Forecasting Market Reaction Using Twitter

Sunday. September 27, 2020 - 9 mins

Foreword

Using Twitter and text mining sentiment classification methods I sought to find a relationship between tweets about a company and its market performance. Multinomial Naive Bayes proved to be effective at sentiment classification however the full capability of the model was limited by the quality of the training data. For the final analysis simple linear regression was conducted on the daily sentiment score and two market indicators, daily return and closing stock price. No trends were readily apparent in the data I sampled however I believe more research could yield interesting and strong results.

Data Preparation and Collection

There were three main sets of data which were collected to conduct the analysis: bulk tweets annotated for sentiment, tweets about a particular public company, and financial data about that same public company.

Model Training Data

Used to train the sentiment prediction model, annotated twitter data was highly difficult to acquire due to the terms of service associated with the twitter API. A dataset of 1.4 million tweets was provided by sentiment140, a project which specializes in analyzing sentiment for brands and products. Because of the implications further on in the analysis it was important to understand the process the creators of the dataset used to annotate the tweets. Rather than human annotation the set was created by detecting the presence of happy or sad emoticons, this caused the dataset to be absent of neutral values with only a 4 (representing positive) or a 0 (representing negative).

Twitter Financial Data

Used to conduct the end analysis this data was requested through the twitter premium API. Because of the restrictions imposed on academic access to the API I was limited to collecting the past 30 days of tweets. The methodology for collecting the tweets is as follows: 100 tweets were collected for each day in a 30-day window. Tweets were requested by searching the desired stock ticker, the ‘or’ keyword, and the full company name spelled out. Limitations in this collection method were apparent from the start with twitter search returning several unrelated results depending on the company.

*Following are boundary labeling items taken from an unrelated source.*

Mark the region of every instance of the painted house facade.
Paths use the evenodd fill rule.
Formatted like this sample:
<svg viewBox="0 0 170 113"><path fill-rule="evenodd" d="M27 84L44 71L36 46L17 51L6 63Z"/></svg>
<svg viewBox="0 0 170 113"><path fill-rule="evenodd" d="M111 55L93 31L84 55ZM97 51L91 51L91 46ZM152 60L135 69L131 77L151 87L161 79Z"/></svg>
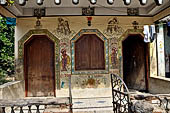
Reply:
<svg viewBox="0 0 170 113"><path fill-rule="evenodd" d="M70 76L72 89L110 88L111 73L121 76L130 89L169 93L169 70L165 66L165 56L169 55L167 30L158 24L157 38L149 43L144 42L143 33L144 25L155 25L170 14L165 2L155 6L152 14L144 12L145 7L140 5L140 16L128 16L124 4L117 13L110 6L106 5L110 10L102 10L96 5L92 16L81 16L81 3L72 13L69 5L56 5L56 12L53 6L46 7L46 15L38 19L31 11L30 1L16 8L1 6L2 15L17 20L15 63L19 97L57 96L58 90L69 88ZM129 8L133 8L133 2Z"/></svg>

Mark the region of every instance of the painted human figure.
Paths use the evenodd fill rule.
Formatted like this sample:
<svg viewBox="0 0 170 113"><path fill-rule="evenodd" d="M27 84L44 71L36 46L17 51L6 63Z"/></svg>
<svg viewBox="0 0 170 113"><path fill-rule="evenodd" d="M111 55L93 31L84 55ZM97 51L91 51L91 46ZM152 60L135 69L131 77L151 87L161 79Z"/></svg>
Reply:
<svg viewBox="0 0 170 113"><path fill-rule="evenodd" d="M69 35L71 33L68 21L64 22L64 32L65 32L65 35Z"/></svg>
<svg viewBox="0 0 170 113"><path fill-rule="evenodd" d="M67 65L69 64L69 56L66 53L66 49L61 50L62 53L62 71L67 71Z"/></svg>
<svg viewBox="0 0 170 113"><path fill-rule="evenodd" d="M112 66L115 67L117 64L117 49L116 48L112 48L111 62L112 62Z"/></svg>
<svg viewBox="0 0 170 113"><path fill-rule="evenodd" d="M58 28L57 32L58 33L64 33L64 20L62 18L58 18Z"/></svg>

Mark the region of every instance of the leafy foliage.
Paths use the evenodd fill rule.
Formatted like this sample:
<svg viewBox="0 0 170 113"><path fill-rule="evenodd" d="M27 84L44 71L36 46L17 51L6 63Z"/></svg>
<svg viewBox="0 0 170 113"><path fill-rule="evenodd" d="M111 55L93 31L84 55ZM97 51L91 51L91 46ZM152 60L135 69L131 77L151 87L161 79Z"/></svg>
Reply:
<svg viewBox="0 0 170 113"><path fill-rule="evenodd" d="M0 85L7 82L6 76L14 74L14 26L0 17Z"/></svg>

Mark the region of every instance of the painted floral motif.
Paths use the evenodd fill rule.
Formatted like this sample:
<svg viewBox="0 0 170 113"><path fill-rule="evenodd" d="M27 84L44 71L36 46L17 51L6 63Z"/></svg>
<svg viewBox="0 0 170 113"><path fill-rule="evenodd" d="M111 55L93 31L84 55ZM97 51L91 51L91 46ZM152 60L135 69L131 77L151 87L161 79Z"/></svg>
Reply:
<svg viewBox="0 0 170 113"><path fill-rule="evenodd" d="M61 50L61 71L69 70L70 57L67 55L66 49Z"/></svg>
<svg viewBox="0 0 170 113"><path fill-rule="evenodd" d="M71 59L70 59L70 40L68 38L63 38L60 40L60 64L61 64L61 71L67 71L63 74L69 73L71 70Z"/></svg>
<svg viewBox="0 0 170 113"><path fill-rule="evenodd" d="M123 32L124 30L116 17L108 21L107 28L104 30L104 34L107 36L121 35Z"/></svg>
<svg viewBox="0 0 170 113"><path fill-rule="evenodd" d="M109 48L110 48L110 68L117 69L118 68L118 38L110 38L109 39Z"/></svg>
<svg viewBox="0 0 170 113"><path fill-rule="evenodd" d="M70 37L73 36L75 32L70 29L69 21L67 19L58 18L58 25L54 30L54 34L58 37Z"/></svg>

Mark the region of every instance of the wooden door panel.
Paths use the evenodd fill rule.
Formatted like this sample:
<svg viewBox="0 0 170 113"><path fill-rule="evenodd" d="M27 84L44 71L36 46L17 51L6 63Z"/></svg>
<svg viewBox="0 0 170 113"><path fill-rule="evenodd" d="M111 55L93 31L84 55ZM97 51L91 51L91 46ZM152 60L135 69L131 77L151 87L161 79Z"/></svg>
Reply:
<svg viewBox="0 0 170 113"><path fill-rule="evenodd" d="M54 43L45 35L34 35L25 44L27 96L54 96Z"/></svg>
<svg viewBox="0 0 170 113"><path fill-rule="evenodd" d="M146 90L145 47L138 35L129 36L123 42L123 74L129 88Z"/></svg>

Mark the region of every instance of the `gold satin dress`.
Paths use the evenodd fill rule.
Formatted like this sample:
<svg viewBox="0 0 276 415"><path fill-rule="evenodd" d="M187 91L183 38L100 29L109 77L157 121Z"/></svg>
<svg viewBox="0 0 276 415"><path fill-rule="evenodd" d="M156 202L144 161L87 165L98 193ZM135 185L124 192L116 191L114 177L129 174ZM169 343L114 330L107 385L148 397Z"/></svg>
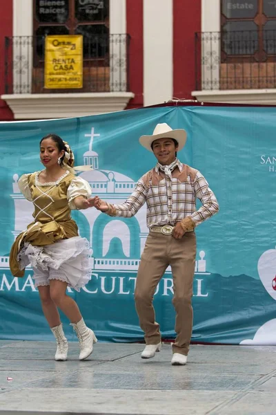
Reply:
<svg viewBox="0 0 276 415"><path fill-rule="evenodd" d="M92 261L89 242L79 236L71 210L76 209L76 197L90 196L91 187L67 170L58 181L48 183L40 183L39 173L23 174L18 182L21 192L34 205L34 221L12 245L11 272L23 277L30 264L35 286L49 285L49 279L55 279L79 291L91 278Z"/></svg>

Quantitative Financial Data

Daily financial data was also gathered and reduced to the same 30-day window of the tweets. Using the yahoo finance API financial data included closing price and daily return of the stock was gathered for conducting the final analysis.

Data Cleaning

Because of the limited search features of the twitter API and the nature of tweets themselves, data had to be extensively processed and transformed. After acquiring the tweets from the API, they were processed in two steps.

Regex Cleanse.

A simple regex pattern was used to parse the individual tweets removing any non-English letter leaving only the tweets words with no punctuation or emoticons. The exact regex pattern is below:

‘[^a-zA-Z ]’

Topic Cleanse.

After disappointing initial results, I analyzed the tweets given to me by the API, I noticed that twitter search was unreliable and made mistakes which I could not readily explain (returning entire tweets in foreign encoded languages). Because of this I decided to implement a simple lexicon approach whereby tweets were later searched again to ensure they matched at least one of the key words related to the company. Though this approach is still not smart enough to differentiate between homonyms, e.g. Tesla as a vehicle or inventor, it represents a massive improvement in data quality for the final analysis.

Model Evaluation

At the center of this project was the Naïve Bayes sentiment classification model, tuned to achieve maximum accuracy and speed. Though I originally chose to work with both linear support vector machines and Naïve Bayes the former had to be abandoned primarily because of low performance in preliminary hold-out tests. Additionally, support vector machine required higher processing and time requirements involved in creating the model. Vectorization and tokenization settings were modified to find the most accurate model. The process of vectorizing and evaluating the full model is detailed below:

Vectorization Settings

Several vectorization settings were experimented with to produce the most successful model. The final form of the model used the following vectorization settings:

TFIDF weighting (to emphasize rarer words in the mass of hashtags and slang)
Unigram (bi-gram and tri-gram yielded no noticeable improvement)
Doc_freq = 5 (set minimum document frequency to 5, hopefully hides usernames and other proper nouns we don’t want)
Stopwords = ‘English’ (a list of stop words provided by sklearn retrieved from the Glasgow Information Retrieval Group.2)

Trained Model Evaluation

The completed model was evaluated in a three-step process. First, accuracy scores were predicted using hold-out test (1/3 split) and a 3-fold cross validation scheme. Second, log ratios were calculated for the models most negative and most positive features. Finally, real twitter data about companies was annotated by hand after being fed to the model for sentiment scoring, allowing me to gauge the performance of the model with production data.

Predicted Accuracy

Hold-out tests were conducted using a 33% split of testing and 66% of training data leaving the training dataset with approximately 1 million observations evenly split with ~500,000 negative and ~500,000 positive. Given the binary classification task of assigning a 0 or 4 this model had a baseline accuracy of 50%. The most successful hold-out test predicted model accuracy at 77.29%. Additional cross-validation tests were conducted using the same data and model settings resulting in a 77.38% predicted accuracy. The confusion matrix below shows the prediction results of the holdout test and the precision and recall of the model. Interestingly both precision and recall were similar being differentiated by just 1% in all cases. This leads me to believe that the model is making mistakes recognizing both false positives and true positives.

Precision and Recall

P->	Precision	Recall
0	0.78	0.77
4	0.77	0.78

Feature Analysis

Feature Analysis. Log ratios were calculated for the features to determine what the model considered to be the most positive and most negative features. Additionally, the features which ended up in the middle were the most ‘neutral’ features. When calculated most of the top features made sense, e.g. the most negative features included words like “sad” or “miss” and the most positive features included “lol” or “thanks”. Tokens identified as very low in either positive or negative sentiment mostly included names and other proper nouns. The table below shows the calculated log ratios and top features of the model.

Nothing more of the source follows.